Having failed to dislodge the government during the trust vote, the Left Front, BSP and some other parties have set into motion a new dynamic aimed at the formation of a Third Front. While this may prove a platform for Mayawati to project herself as a potential Prime Minister, it is a desperate move by the others to salvage their dipping political fortunes.
At a meeting of 10 parties — including BSP, RLD, the Left parties, TDP, JD(S) and INLD — on Wednesday at Mayawati’s residence, it was decided that a national campaign would be launched against the government and “communal forces”. It would be against inflation, the nuclear deal, agrarian distress and misuse of CBI against political opponents.
If such an alliance shapes up, Mayawati can project herself as the leader of a “pro-poor”, secular platform.
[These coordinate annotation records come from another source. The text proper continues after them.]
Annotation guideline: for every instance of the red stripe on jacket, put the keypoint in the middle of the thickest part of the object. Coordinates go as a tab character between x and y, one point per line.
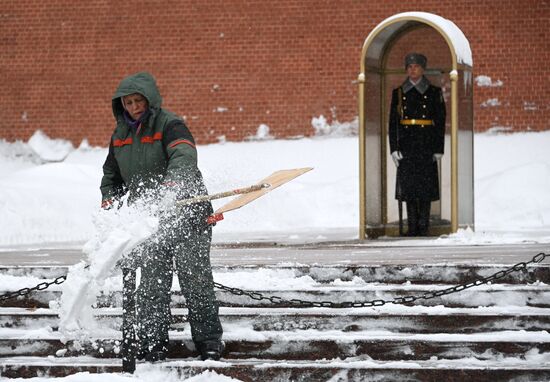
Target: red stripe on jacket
177	142
121	142
151	139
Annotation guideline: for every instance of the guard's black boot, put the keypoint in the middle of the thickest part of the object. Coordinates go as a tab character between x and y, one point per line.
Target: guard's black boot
423	217
211	349
412	217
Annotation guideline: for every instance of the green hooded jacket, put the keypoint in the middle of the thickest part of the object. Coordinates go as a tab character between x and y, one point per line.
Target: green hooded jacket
159	151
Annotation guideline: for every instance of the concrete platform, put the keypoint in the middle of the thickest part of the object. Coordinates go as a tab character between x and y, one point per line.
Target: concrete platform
323	253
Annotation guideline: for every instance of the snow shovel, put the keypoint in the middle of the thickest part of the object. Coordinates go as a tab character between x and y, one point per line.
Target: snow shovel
247	195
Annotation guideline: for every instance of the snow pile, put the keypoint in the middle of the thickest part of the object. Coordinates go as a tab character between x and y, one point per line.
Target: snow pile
50	150
53	203
117	233
335	129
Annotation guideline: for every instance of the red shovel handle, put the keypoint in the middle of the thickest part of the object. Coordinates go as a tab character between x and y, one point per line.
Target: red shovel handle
212	219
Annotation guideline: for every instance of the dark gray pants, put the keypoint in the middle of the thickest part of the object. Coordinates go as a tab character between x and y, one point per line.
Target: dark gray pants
189	250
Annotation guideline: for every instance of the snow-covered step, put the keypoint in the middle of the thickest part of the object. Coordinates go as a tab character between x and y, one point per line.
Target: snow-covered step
533	295
243	342
416	319
326	273
534	367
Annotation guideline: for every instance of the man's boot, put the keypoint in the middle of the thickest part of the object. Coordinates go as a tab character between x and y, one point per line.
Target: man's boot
210	349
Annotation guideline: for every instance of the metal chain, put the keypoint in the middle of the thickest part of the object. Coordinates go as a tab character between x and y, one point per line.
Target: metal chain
400	300
329	304
26	291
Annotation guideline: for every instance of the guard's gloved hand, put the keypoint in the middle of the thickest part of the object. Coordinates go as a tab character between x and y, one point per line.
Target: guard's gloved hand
396	156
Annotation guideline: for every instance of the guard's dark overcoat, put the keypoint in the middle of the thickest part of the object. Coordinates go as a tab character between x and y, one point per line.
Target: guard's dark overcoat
417	175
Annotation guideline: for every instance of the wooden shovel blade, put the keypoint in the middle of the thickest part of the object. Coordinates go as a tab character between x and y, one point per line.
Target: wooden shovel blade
275	180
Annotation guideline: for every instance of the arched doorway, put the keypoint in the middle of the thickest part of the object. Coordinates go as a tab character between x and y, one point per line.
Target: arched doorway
450	67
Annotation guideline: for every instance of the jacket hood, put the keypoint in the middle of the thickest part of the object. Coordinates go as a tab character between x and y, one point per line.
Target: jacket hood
143	83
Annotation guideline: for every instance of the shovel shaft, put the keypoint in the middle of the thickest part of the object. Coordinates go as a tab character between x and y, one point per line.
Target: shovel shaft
225	194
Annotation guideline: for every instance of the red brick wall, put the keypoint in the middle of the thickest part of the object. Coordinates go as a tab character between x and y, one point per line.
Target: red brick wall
229	66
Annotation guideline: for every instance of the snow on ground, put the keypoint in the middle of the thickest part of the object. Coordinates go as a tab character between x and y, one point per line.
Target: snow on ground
45	202
143	373
49	196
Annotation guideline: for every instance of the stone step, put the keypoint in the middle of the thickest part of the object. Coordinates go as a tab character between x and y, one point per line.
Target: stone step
297	345
392	318
390	273
535	295
363	370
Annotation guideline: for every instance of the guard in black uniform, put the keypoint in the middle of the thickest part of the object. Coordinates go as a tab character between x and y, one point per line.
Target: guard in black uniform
417	139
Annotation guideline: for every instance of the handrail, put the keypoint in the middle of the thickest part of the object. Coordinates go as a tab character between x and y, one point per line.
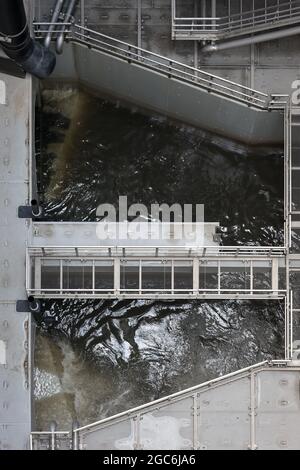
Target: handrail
169	67
272	14
154	251
182	394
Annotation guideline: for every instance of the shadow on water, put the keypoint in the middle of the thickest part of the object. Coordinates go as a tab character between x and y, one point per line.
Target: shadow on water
99	358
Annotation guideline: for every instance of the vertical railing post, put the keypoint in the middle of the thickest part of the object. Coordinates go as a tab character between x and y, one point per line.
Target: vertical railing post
275	269
117	276
196	276
195	422
253	445
139	24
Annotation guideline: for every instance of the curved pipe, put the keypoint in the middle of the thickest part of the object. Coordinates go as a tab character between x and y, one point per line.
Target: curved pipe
61	37
17	42
56	13
252	40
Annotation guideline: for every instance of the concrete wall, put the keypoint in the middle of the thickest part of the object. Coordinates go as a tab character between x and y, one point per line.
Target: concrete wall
180	101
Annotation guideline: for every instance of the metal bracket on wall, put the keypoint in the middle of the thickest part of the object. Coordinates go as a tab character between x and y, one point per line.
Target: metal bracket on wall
22	306
30	212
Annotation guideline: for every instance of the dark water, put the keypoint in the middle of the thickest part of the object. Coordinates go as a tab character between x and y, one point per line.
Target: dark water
100	358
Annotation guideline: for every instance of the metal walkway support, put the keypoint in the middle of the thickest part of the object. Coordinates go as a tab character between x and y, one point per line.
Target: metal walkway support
234	19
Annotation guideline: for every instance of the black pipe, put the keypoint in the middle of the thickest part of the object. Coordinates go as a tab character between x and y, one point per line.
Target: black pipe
18	44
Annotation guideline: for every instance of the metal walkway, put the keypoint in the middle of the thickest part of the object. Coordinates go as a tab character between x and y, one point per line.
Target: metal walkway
239	405
219	21
254	408
156	272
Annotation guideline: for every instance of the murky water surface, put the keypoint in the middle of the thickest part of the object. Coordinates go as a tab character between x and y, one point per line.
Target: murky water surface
100	358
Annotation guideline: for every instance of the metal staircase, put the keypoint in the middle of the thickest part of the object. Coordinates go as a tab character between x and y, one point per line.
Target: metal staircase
220	21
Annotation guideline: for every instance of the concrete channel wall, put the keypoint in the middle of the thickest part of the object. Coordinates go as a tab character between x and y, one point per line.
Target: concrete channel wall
15	326
168	96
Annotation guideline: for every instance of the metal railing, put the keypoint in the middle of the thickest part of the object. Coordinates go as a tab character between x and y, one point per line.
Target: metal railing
170	68
136	251
248	21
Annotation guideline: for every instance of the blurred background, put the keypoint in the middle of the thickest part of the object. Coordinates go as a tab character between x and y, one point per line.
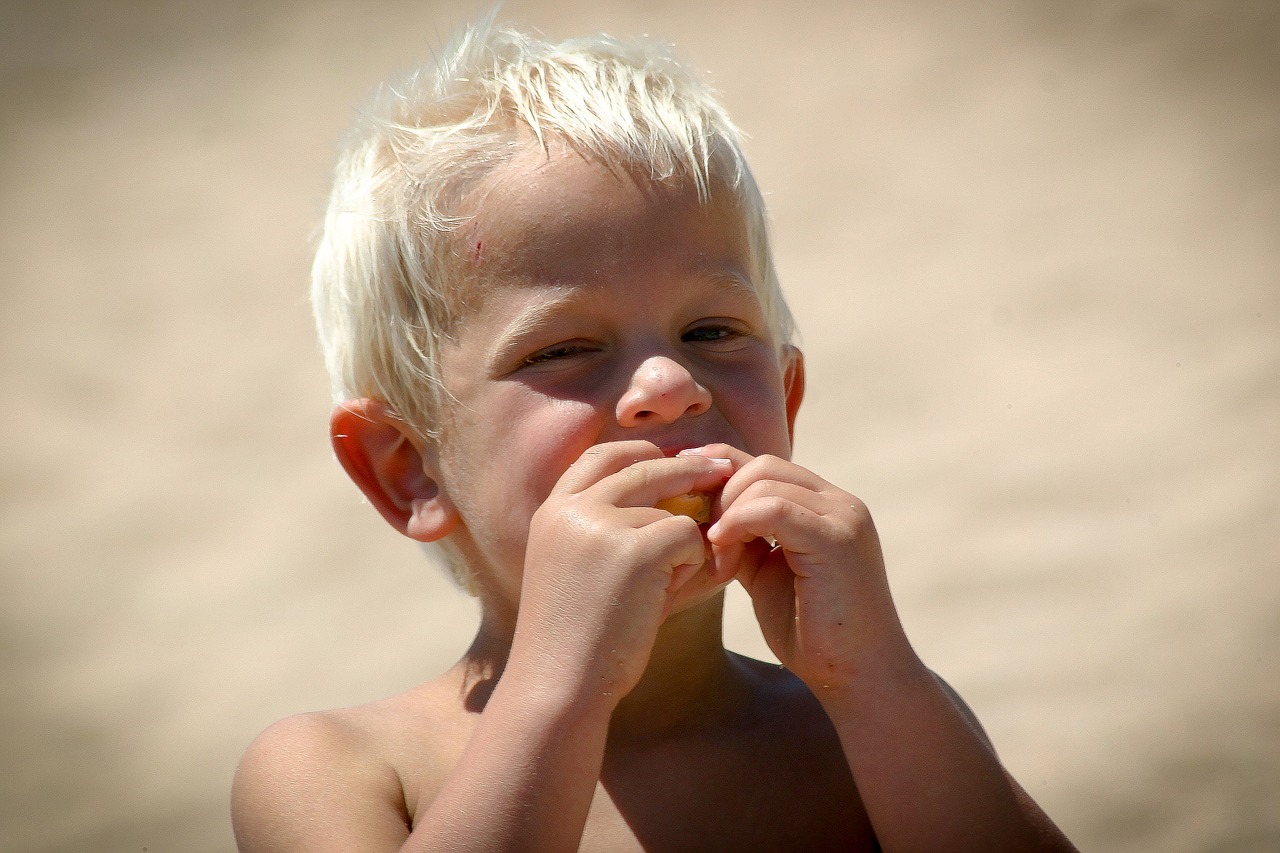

While this will help her appeal to Dalits outside UP by claiming national rather than regional status, it will also help her reach out to Muslims in UP as an alternative anti-BJP force to the SP.
For the Left, the arrangement can be a face-saver. They can claim that their agenda of a non-Congress, non-BJP alternative is on track. For the likes of Ajit Singh, HD Deve Gowda, N Chandrababu Naidu and K Chandrashekhar Rao — all on the decline — such a grouping is a good way to fight political irrelevance.
Though a potential alliance between these parties can lead to an impressive tally of seats, the aaya ram gaya ram nature of many of these parties can spoil the calculations.